In both cases, whether or not there is an inversion between yy or zz and any other element has not changed, since the transposition only changed the relative ordering of those two elements.

e. By definition, AA and BB are the only two of the four categories to place elements that precede xx in Li1L_{i - 1}, since there are A+B|A| + |B| elements preceding it, it's rank in Li1L_{i - 1} is A+B+1|A| + |B| + 1. Similarly, the two categories in which an element can be if it precedes xx in Li1L^*_{i - 1} are AA and CC, so, in Li1L^*_{i - 1}, xx has rankA+C+1\text{rank} |A| + |C| + 1.

f. We have from part d that the potential increases by 22 if we transpose two elements that are being swapped so that their relative order in the final ordering is being screwed up, and decreases by two if they are begin placed into their correct order in LiL^*_i.

In particular, they increase it by at most 22, since we are keeping track of the number of inversions that may not be the direct effect of the transpositions that heuristic HH made, we see which ones the Move to front heuristic may of added. In particular, since the move to front heuristic only changed the relative order of xx with respect to the other elements, moving it in front of the elements that preceded it in Li1L_{i - 1}, we only care about sets AA and BB. For an element in AA, moving it to be behind AA created an inversion, since that element preceded xx in LiL^*_i. However, if the element were in BB, we are removing an inversion by placing xx in front of it.

g.

c^i2(A+B+1)1+2(AB+ti)=4A+1+2ti4(A+C+1+ti)=4ci. \begin{aligned} \hat c_i & \le 2(|A| + |B| + 1) - 1 + 2(|A| - |B| + t_i^*) \\ & = 4|A| + 1 + 2 t_i^* \\ & \le 4(|A| + |C| + 1 + t_i^*) \\ & = 4 c_i^*. \end{aligned}

h.

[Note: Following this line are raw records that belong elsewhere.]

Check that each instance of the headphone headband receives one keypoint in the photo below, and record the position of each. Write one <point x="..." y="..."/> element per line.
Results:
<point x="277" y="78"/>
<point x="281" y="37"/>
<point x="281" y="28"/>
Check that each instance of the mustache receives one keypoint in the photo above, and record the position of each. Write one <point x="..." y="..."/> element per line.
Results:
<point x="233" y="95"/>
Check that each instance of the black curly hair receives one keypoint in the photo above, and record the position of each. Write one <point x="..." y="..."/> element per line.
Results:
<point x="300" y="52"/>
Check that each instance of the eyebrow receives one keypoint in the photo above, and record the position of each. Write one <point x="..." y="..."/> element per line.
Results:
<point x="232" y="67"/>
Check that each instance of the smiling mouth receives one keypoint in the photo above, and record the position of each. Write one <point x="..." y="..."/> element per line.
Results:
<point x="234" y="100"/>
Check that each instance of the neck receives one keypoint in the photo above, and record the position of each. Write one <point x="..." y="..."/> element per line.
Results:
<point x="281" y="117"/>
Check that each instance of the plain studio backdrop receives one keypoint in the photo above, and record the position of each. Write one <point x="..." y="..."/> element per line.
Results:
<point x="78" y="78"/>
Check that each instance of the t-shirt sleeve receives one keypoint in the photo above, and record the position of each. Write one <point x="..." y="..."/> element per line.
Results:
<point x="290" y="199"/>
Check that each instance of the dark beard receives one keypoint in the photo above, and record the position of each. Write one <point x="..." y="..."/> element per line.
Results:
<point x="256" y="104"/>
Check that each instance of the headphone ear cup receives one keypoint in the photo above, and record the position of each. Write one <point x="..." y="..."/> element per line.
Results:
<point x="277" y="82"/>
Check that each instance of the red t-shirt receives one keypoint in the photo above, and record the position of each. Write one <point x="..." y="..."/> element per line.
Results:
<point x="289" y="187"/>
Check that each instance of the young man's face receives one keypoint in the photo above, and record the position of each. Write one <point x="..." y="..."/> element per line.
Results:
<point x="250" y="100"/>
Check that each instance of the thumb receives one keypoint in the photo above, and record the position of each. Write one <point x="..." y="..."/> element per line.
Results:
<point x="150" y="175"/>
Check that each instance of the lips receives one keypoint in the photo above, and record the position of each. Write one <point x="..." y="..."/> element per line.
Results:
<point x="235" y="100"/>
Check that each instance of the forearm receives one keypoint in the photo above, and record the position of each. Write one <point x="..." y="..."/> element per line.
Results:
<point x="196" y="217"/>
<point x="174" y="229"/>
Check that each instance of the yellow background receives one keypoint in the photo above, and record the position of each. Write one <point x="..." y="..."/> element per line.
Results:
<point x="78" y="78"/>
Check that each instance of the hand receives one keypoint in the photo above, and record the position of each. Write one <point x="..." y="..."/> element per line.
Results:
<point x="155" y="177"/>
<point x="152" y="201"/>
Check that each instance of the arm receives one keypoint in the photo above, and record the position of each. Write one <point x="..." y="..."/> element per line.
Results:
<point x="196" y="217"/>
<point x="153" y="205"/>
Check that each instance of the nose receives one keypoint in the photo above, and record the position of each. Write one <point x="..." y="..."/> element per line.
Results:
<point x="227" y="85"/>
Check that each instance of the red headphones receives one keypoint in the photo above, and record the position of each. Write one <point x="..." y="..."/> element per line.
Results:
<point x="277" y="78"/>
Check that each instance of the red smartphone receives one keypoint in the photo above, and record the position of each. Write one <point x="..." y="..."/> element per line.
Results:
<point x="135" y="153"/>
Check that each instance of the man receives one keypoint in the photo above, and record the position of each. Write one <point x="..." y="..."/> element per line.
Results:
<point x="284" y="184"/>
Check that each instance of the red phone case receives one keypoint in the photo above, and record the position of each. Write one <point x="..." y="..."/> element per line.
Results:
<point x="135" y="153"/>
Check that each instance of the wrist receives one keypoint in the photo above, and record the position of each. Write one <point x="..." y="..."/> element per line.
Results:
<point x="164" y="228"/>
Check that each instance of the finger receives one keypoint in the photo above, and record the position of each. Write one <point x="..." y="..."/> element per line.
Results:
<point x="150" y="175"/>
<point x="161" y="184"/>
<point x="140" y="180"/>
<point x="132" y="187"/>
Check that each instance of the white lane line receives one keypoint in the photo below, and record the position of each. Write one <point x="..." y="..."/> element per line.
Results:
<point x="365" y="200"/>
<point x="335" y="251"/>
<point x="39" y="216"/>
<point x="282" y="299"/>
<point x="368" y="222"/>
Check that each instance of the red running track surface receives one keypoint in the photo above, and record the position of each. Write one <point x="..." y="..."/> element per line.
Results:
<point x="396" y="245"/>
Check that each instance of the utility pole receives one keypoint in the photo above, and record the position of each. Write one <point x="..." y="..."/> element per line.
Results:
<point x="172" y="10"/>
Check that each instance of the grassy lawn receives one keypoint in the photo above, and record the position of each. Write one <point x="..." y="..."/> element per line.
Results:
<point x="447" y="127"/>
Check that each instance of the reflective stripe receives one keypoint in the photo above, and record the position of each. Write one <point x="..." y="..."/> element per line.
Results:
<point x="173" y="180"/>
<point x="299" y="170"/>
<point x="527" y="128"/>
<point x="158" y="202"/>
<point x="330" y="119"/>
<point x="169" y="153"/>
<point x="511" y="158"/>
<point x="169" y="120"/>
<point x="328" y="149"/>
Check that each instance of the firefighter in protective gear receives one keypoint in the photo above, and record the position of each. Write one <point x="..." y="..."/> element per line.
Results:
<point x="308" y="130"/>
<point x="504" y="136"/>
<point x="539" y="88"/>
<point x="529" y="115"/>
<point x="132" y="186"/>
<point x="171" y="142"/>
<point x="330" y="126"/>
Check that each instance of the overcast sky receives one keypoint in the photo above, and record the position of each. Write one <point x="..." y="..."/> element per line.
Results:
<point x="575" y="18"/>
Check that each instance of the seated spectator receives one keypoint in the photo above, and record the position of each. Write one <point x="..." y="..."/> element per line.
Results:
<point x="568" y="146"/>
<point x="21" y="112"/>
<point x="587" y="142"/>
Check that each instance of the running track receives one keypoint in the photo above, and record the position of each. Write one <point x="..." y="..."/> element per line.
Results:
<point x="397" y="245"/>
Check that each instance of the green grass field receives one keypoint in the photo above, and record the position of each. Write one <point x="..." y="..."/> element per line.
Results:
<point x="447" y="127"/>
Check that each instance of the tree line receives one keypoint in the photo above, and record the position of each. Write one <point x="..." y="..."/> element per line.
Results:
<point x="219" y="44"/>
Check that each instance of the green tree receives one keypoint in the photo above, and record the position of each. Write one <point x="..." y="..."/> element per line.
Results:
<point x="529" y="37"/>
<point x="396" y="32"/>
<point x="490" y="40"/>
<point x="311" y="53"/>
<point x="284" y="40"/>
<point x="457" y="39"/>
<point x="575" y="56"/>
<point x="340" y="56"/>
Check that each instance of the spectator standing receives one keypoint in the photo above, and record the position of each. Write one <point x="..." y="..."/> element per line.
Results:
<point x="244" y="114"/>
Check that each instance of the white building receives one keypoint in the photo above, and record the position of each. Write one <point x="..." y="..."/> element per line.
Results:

We showed that the amortized cost of each operation under the move to front heuristic was at most four times the cost of the operation using any other heuristic. Since the amortized cost added up over all these operation is at most the total (real) cost, so we have that the total cost with movetofront is at most four times the total cost with an arbitrary other heuristic.